Every person who has experienced emotional abuse has had a different experience, but we each have scars. I will always have scars, but thankfully I've learned to deal with them. They still hurt sometimes when I remember something, but I have learned to cope with those feelings. I know my own worth now, and I don't let words he once said knock me down anymore. I've moved on from his abuse after learning slowly how to heal myself and build myself higher. It was a hard journey, but I've grown from it.

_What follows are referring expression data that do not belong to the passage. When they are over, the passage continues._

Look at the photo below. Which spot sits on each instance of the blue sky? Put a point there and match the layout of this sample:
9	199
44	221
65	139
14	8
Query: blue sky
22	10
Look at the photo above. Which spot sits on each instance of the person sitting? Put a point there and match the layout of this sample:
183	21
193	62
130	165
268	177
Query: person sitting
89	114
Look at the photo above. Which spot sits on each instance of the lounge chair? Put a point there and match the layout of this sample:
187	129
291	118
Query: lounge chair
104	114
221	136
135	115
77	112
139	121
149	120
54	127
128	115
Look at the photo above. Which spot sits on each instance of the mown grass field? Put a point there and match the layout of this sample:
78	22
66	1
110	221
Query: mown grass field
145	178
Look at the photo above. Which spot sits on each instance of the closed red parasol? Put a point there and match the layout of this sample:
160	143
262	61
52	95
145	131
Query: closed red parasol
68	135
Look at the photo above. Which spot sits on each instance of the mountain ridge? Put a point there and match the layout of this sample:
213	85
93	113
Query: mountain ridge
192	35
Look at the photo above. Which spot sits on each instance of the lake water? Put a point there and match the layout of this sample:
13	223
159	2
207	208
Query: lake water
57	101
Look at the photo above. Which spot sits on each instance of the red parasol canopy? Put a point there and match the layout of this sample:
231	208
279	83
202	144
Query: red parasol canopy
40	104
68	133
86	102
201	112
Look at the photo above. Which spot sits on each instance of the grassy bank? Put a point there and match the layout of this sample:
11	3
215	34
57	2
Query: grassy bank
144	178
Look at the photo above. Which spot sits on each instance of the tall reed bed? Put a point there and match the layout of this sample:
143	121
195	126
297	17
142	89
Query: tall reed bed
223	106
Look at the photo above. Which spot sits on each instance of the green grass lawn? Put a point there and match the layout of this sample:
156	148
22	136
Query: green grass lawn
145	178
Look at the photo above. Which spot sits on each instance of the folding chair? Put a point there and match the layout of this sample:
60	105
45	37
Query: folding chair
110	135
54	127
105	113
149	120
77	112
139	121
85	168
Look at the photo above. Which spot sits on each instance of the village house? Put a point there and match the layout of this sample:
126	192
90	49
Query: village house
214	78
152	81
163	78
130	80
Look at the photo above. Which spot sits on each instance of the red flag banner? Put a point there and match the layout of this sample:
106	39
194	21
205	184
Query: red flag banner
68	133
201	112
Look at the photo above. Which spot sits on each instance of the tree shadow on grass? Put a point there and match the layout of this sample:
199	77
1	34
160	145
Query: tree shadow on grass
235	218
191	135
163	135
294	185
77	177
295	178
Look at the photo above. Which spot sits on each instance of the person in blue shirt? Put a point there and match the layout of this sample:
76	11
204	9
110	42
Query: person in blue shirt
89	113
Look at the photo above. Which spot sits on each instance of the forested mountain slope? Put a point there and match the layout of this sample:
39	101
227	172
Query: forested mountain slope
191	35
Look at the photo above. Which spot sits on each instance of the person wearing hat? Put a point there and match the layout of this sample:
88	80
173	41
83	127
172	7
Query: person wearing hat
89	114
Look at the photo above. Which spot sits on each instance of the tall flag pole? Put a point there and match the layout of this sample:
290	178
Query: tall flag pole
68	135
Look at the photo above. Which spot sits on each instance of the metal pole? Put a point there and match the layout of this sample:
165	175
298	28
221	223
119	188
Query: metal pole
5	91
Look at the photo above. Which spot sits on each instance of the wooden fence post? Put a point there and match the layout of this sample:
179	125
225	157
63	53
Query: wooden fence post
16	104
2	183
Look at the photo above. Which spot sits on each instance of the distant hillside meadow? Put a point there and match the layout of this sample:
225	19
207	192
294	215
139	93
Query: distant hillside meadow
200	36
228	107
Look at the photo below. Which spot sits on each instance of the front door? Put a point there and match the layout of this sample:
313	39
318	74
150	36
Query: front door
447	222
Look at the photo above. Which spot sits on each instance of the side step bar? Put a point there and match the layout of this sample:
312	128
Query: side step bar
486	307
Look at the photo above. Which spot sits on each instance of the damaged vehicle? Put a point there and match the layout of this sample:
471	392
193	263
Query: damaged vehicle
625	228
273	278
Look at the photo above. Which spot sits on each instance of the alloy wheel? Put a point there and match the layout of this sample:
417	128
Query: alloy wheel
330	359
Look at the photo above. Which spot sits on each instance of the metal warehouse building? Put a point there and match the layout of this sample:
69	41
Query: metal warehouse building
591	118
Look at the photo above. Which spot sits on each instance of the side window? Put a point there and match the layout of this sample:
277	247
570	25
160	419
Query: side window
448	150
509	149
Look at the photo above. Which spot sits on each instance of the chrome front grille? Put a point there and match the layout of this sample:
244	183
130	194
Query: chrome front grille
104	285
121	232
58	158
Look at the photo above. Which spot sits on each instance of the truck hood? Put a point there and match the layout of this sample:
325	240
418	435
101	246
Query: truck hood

For many victims though, they still don't know how to cope. I was lost for awhile trying to stand back up after being knocked down, and many others will be too. It's okay to not know what to do after getting out of an emotionally abusive relationship. My advice for anyone who has suffered this way is to find what works for you coping wise and if you can, talk about what happened. Talking is important because you can hear and understand what you experienced, it helps give you perspective. And coping methods vary, so try different things. I hung out with friends and read a ton, but for some they might need to work out and be alone. It's all up to the individual, so try and find what you need to feel better because you deserve to feel good about yourself.
Emotional abuse is destructive, but it doesn't have to destroy you. You can live through the abuse and learn to stand tall again. There's millions of ways to cope with what you've suffered through, and eventually you'll find your way. Your wounds will close and you'll be left with scars that you can only feel, but they're just a part of who you are. Your scars don't define you and neither does your past concerning abuse. You will learn from the experience you faced and hopefully take your lessons learned to heart to become a stronger person than what you were. Every victim of emotional abuse will recover, but you decide if you want to grow from the experience or let it stunt your emotional growth. You make the choice, but try to grow from it. It's an awful experience, but if you can try to make yourself better after it, that's the best thing you can do. Life after emotional abuse is hard, but it gets better-- so keep going. You can recover, and you will as long as you don't give up on yourself. Just remember you're amazing and that your recovery will come, just give yourself time and love. That's all it takes.